Coding Setup

VS Code, Git, Quarto … the stuff you need if you want to work with data

Setup

VS CodeGitQuartoR

You don’t need any other software!*

*ok maybe a shell, a browser, Python, pixi and packages

VS Code

  • Modern, cross-platform IDE
  • Extensibility
    • Languages and frameworks
    • Syntax higlighting and linting
    • Data viewers
    • AI agents (e.g. Cline)
  • Alternatives:

Git

  • As a version control system
    • Collaborate
    • Track changes
    • Undo & recover
    • Branch & merge
  • As a hosted Git platform (e.g. Github, Gitea, …)
    • Remote repository hosting
    • Software project management tool
    • Resource for open-source software
    • Issue and bug reporting for users

Example usage via CLI

# in an existing repo after making some changes
git add .

# commit with an informative message
git commit -m "describe changes here"

# push
git push

# later: pull before starting new work
git pull

Qaurto

Finding the right data science framework

Quarto

  • Open-source publishing system / coding notebook
  • Author with Markdown, HTML, LaTex and YAML
  • Code in R, Python, Julia and (Observable) JavaScript
  • Layouts and styling with CSS
  • Render to HTML or PDF and create articles, websites, dashboards, presentations, …
  • Interactive, data-driven framework

Example usage via CLI

# render a single file
quarto render index.qmd

# preview on local host
quarto preview

Markup Languages I

YAML – metadata and configuration

title: "Template"
author: "Lukas Schmoigl"
project:
  type: website
  output-dir: website
  render: 
    - index.qmd
  preview:
    port: 1111
    browser: true
    watch-inputs: true
format:
  html:
    theme: [style.scss]
    page-layout: article

Markdown – basic formatting and layouting

*italic text* and **bold text**

[Link to WU](https://www.wu.ac.at){.example-link}

`inline code` and code blocks

![Images](img/wifo.svg){width=60 fig-align="left"}

italic text and bold text

Link to WU

inline code and code blocks

Images

Markup Languages II

HTML – advanced formatting and layouting

<details>
  <summary>Click to to see some special information</summary>
  <p>
    <span style="color:#9C6B91">Quarto</span>  is the thing!
  </p>
</details>
Click to to see some special information

Quarto is the thing!

TeX/LaTeX – mathematical expressions and citations

$$ \sqrt{\frac{1}{n}\sum_{i=1}^{n}(y_{i} - \hat{y}_{i})^{2}} $$

\[ \sqrt{\frac{1}{n}\sum_{i=1}^{n}(y_{i} - \hat{y}_{i})^{2}} \]

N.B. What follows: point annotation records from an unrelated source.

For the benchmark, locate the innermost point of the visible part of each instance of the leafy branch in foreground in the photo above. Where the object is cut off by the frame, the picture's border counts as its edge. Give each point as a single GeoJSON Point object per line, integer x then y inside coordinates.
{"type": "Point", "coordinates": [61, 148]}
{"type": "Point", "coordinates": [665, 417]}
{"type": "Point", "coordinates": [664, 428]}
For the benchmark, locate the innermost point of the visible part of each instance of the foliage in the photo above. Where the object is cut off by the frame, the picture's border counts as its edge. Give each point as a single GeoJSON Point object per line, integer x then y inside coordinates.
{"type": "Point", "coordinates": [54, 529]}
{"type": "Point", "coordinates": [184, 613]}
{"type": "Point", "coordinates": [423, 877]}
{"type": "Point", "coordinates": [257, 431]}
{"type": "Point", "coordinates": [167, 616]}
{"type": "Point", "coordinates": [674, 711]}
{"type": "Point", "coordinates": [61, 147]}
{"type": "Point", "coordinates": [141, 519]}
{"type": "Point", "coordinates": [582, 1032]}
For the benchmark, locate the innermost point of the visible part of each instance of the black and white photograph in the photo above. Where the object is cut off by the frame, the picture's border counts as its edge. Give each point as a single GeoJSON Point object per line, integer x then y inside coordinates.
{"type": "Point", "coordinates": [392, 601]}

It can be stated that intensive training programs have 
among the most effect on job market integration 
of long-term unemployed [@eppel2024].

It can be stated that intensive training programs have among the most effect on job market integration of long-term unemployed (Eppel et al. 2024).

Code Chunks – R

R – data wrangling and statistical modelling

library(tidyverse)
library(kableExtra)

data <- read_csv("data/cases.csv")

plot_data <- data %>%
  separate(case_nr, c("court", "case_nr"), ", ") %>%
  group_by(court, month) %>%
  count(name = "cases") %>%
  group_by(court) %>%
  mutate(sum_cases = sum(cases, na.rm = TRUE)) %>%
  filter(sum_cases > 100) %>%
  ungroup()

write_csv(plot_data, "data/plot_data.csv")

plot_data %>%
  filter(row_number() <= 15) %>%
  kable("html") 
court month cases sum_cases
BG Favoriten 2007-01-01 10 624
BG Favoriten 2007-02-01 11 624
BG Favoriten 2007-03-01 9 624
BG Favoriten 2007-04-01 11 624
BG Favoriten 2007-05-01 8 624
BG Favoriten 2007-06-01 8 624
BG Favoriten 2007-07-01 7 624
BG Favoriten 2007-08-01 8 624
BG Favoriten 2007-09-01 4 624
BG Favoriten 2007-10-01 4 624
BG Favoriten 2007-11-01 9 624
BG Favoriten 2007-12-01 11 624
BG Favoriten 2008-01-01 6 624
BG Favoriten 2008-02-01 8 624
BG Favoriten 2008-03-01 11 624

Code Chunks – OJS

Observable JavaScript – interactive data viz

import { vl } from "@vega/vega-lite-api-v5"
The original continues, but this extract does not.